Start by assessing the amount of sunshine your pool area gets and when. Baking afternoon sun and harsh light reflected off walls and paving favour tough indigenous plants and succulents, whereas deep shade between buildings is an opportunity to go for a natural look, especially if you add a water feature and create a mountain stream ambience.
Choose a theme and make a list of suitable evergreen plants, starting with your chosen accent plants and adding others to complement them. In a small space, use a single accent plant or, if you have enough space, plant a group of three or five for greater impact.
Poolside Plants to try
1. Desert Rose
Add character by planting desert roses or echeveria in your own choice of quirky container. These lovely form plants readily multiply and put out pretty spikes of flowers in spring.
2. Spekboom
Plant at least one spekboom to neutralise your household’s carbon emissions.
3. Australian Tree fern
An Australian tree fern will turn a shady corner into an asset; underplant it with graceful arum lilies, asparagus ferns and dainty Cape primroses (Streptocarpus).
4. Cabbage trees
Landscapers love cabbage trees (Cussonia spicata and C. paniculata) and they look fabulous with hardy succulents such as Gasteria and Haworthia – play around contrasting their interesting rosette and spiky shapes, textures and mottled leaves – and add some Kalanchoe or plakkies for colour.
5. Natal Wild Banana
The statuesque Natal wild banana (Strelitzia nicolai) grows to around six metres and is great for screening your pool from neighbours. Underplant it with wild irises (white Dietes grandiflora and yellow Dietes bicolour) and red-hot pokers (Kniphofia) for a low-maintenance, bird-friendly option.
6. Large Aloes
Large aloes such as Aloe ferox are waterwise, love sunshine and will look good on rockeries with the ever-popular vygies, which cascade well over rocks – you can create a dazzling mosaic of colours, from yellow and orange to magenta and purple
7. Pot Plants
No room to plant beds of colour? Don’t worry, a few well-placed pot plants can add style and flair. Try a pair of orange trees in tubs, underplanted with bright annuals such as purple petunias or dianthus. Or a couple of decorative cordyline in attractive ceramic containers.

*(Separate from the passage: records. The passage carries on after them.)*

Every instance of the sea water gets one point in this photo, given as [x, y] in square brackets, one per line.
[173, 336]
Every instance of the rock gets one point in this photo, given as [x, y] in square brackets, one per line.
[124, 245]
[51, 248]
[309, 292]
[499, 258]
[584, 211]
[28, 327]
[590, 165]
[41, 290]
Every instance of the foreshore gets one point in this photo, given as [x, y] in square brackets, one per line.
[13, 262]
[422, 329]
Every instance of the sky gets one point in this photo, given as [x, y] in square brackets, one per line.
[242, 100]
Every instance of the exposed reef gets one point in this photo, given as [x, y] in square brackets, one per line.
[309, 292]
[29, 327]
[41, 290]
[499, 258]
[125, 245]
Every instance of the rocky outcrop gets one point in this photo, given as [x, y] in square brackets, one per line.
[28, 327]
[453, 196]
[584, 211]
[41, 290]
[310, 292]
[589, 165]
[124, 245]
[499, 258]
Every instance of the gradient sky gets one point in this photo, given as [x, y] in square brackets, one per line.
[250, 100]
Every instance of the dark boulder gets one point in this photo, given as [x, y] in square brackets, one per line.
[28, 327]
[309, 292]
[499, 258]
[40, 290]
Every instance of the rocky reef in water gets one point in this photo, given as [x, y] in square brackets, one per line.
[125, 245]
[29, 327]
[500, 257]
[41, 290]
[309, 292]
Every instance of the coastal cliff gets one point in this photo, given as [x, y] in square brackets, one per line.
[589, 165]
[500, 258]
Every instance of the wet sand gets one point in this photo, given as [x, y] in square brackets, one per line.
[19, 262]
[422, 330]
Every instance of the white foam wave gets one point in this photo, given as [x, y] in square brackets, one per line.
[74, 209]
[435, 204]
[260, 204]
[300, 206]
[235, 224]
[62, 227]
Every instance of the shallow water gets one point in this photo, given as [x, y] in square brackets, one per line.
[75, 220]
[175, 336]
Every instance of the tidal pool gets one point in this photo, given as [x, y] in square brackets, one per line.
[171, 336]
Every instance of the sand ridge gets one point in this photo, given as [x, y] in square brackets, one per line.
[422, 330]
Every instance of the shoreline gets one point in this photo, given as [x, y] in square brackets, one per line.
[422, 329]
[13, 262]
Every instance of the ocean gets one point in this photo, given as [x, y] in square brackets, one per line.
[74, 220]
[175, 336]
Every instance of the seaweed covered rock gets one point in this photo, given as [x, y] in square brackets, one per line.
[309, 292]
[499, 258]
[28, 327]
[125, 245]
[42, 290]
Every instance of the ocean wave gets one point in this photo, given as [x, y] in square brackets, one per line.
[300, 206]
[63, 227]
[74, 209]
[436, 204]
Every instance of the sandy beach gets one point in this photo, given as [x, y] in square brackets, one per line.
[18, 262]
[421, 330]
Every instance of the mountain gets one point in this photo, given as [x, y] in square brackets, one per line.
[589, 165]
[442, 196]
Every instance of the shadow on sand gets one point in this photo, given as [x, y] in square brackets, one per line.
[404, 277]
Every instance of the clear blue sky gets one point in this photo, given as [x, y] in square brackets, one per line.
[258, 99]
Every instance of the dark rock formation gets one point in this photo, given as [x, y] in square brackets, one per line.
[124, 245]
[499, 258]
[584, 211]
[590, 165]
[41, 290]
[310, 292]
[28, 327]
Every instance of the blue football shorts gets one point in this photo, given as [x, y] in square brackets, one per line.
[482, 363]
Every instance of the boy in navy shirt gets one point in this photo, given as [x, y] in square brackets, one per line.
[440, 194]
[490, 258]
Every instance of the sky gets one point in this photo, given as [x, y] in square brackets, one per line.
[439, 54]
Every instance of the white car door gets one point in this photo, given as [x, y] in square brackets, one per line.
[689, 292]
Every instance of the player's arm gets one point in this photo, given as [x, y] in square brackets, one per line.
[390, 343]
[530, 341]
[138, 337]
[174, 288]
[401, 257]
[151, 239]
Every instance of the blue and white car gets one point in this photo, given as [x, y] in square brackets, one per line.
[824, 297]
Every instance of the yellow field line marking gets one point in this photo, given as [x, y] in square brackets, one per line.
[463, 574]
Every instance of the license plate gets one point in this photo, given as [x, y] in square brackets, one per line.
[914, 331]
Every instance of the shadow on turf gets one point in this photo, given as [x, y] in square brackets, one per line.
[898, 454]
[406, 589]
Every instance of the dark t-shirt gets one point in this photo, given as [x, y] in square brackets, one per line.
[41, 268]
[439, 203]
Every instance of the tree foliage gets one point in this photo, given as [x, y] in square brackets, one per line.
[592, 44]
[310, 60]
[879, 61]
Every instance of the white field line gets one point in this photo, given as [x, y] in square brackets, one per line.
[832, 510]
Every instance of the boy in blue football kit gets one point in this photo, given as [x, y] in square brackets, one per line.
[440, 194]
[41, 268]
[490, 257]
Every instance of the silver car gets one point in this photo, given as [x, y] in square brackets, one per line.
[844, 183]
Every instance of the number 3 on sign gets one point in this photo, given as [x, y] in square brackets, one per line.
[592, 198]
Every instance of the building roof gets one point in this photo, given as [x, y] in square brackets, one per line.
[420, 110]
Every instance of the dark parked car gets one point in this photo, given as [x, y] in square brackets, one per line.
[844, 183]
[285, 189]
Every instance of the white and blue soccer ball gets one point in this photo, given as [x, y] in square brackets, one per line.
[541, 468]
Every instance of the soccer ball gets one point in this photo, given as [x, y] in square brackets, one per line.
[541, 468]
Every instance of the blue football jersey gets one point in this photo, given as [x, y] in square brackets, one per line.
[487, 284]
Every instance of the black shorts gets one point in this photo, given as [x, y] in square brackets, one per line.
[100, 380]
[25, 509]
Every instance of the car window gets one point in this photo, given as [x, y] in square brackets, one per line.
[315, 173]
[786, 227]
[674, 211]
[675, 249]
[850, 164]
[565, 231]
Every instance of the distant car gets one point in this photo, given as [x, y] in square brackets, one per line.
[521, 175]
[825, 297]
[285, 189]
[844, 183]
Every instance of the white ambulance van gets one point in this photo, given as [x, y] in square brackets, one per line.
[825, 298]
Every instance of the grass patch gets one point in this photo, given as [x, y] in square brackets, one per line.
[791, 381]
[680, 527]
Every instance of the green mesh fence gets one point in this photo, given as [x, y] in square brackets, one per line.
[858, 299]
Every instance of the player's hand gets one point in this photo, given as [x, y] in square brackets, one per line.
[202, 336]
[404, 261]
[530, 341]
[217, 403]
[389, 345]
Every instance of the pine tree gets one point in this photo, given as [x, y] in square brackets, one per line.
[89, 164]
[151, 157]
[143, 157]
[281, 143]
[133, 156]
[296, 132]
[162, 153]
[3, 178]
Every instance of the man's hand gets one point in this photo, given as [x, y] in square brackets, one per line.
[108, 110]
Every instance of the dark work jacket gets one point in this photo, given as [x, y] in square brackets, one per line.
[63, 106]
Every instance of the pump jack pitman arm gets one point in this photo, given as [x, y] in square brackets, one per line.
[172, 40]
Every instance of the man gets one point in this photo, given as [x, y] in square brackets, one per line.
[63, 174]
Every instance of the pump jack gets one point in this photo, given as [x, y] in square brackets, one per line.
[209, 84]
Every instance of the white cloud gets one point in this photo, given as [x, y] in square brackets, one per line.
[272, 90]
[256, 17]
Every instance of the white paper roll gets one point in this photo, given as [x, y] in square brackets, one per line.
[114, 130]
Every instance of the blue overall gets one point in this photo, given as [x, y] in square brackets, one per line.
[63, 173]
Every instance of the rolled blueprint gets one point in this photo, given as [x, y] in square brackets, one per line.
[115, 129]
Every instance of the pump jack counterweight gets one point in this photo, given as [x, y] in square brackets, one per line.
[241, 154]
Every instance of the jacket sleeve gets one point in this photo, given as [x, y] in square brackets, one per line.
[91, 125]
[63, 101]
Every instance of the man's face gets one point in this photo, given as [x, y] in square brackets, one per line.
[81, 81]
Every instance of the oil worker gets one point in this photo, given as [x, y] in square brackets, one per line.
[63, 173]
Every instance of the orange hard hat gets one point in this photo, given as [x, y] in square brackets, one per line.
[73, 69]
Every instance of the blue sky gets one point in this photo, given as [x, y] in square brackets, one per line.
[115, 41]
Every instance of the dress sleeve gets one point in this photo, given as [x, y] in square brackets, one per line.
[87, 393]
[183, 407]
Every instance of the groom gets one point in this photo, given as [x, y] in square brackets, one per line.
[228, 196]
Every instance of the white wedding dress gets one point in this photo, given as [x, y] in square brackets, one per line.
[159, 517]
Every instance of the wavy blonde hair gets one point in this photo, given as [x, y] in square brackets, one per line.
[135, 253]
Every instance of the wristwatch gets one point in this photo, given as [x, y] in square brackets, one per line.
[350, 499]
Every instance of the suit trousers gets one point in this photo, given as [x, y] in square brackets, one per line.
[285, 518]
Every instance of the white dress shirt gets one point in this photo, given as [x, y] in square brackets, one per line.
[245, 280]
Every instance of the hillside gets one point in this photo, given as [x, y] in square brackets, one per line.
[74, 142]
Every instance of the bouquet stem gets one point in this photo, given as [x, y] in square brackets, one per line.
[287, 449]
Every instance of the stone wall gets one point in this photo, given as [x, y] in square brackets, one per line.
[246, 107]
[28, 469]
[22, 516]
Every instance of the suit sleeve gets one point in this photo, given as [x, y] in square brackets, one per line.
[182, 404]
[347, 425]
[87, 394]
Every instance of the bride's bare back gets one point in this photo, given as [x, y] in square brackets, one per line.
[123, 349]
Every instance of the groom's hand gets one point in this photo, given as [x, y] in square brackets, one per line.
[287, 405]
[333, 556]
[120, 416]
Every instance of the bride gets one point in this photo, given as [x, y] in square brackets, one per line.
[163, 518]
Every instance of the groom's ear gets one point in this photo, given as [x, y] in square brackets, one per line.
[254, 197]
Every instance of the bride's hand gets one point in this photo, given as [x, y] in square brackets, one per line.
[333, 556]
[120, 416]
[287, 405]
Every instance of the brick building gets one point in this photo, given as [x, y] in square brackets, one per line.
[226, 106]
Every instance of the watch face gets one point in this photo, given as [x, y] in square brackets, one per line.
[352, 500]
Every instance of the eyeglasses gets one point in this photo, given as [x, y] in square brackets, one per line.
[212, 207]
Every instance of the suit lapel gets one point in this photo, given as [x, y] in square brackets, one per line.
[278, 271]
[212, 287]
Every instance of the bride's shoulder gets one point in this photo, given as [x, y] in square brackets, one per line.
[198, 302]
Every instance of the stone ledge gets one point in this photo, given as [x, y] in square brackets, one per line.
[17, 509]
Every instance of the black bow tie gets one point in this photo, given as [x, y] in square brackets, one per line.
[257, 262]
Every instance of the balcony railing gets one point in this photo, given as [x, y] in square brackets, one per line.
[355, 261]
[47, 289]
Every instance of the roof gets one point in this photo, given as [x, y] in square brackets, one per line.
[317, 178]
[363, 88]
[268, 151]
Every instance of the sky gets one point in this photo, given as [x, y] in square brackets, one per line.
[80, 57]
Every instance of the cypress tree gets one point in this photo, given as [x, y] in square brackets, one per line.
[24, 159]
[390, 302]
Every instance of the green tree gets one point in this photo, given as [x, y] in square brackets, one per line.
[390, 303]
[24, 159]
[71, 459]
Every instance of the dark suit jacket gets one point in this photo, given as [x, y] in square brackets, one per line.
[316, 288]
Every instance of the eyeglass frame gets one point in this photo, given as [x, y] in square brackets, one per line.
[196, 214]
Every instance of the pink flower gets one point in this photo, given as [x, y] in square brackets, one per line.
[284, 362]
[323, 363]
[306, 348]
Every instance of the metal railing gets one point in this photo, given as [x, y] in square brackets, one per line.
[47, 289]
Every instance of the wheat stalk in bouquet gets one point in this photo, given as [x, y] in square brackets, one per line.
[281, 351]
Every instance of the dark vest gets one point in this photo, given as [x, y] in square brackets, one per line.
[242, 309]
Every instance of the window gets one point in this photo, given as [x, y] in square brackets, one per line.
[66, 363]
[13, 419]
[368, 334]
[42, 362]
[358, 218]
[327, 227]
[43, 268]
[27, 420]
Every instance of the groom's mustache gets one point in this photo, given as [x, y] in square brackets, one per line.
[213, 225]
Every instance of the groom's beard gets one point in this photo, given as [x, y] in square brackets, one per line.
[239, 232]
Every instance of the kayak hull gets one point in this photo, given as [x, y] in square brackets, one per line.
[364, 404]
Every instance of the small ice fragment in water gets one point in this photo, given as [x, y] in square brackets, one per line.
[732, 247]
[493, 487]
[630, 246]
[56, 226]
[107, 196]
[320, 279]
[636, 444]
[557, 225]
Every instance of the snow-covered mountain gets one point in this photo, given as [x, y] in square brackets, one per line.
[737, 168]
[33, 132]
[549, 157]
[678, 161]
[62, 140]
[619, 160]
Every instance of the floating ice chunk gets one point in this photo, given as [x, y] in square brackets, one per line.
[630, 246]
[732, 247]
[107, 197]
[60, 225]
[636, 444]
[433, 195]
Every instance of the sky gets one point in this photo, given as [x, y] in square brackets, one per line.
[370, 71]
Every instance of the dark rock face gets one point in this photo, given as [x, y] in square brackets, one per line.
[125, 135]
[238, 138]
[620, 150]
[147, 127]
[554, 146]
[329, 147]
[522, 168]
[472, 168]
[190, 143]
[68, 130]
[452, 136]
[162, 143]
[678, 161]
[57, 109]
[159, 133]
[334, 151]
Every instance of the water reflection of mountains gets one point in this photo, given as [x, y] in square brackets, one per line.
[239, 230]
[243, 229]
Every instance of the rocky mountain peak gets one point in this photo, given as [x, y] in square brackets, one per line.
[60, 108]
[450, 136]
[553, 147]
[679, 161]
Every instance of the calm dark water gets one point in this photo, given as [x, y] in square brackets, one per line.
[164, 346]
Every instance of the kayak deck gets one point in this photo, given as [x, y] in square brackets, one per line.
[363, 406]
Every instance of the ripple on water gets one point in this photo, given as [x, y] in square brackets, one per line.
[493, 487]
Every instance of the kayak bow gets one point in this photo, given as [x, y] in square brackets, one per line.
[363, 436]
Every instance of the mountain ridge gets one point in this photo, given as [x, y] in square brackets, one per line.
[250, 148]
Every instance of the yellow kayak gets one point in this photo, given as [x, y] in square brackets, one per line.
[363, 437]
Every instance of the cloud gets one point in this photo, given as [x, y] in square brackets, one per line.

Plants to avoid by the poolside
- Plants with thorns and spines eg acacia and cactus;
- Plants that shed lots of leaves and litter, for example, deciduous trees such as oaks and white stinkwood;
- Plants that produce loads of small flowers, pollen and seed, for example, Cape may, forest elder (Nuxia floribunda), bottle brush and syringa;
- Plants that have aggressive, invasive roots such as fig, weeping willow, silver maple.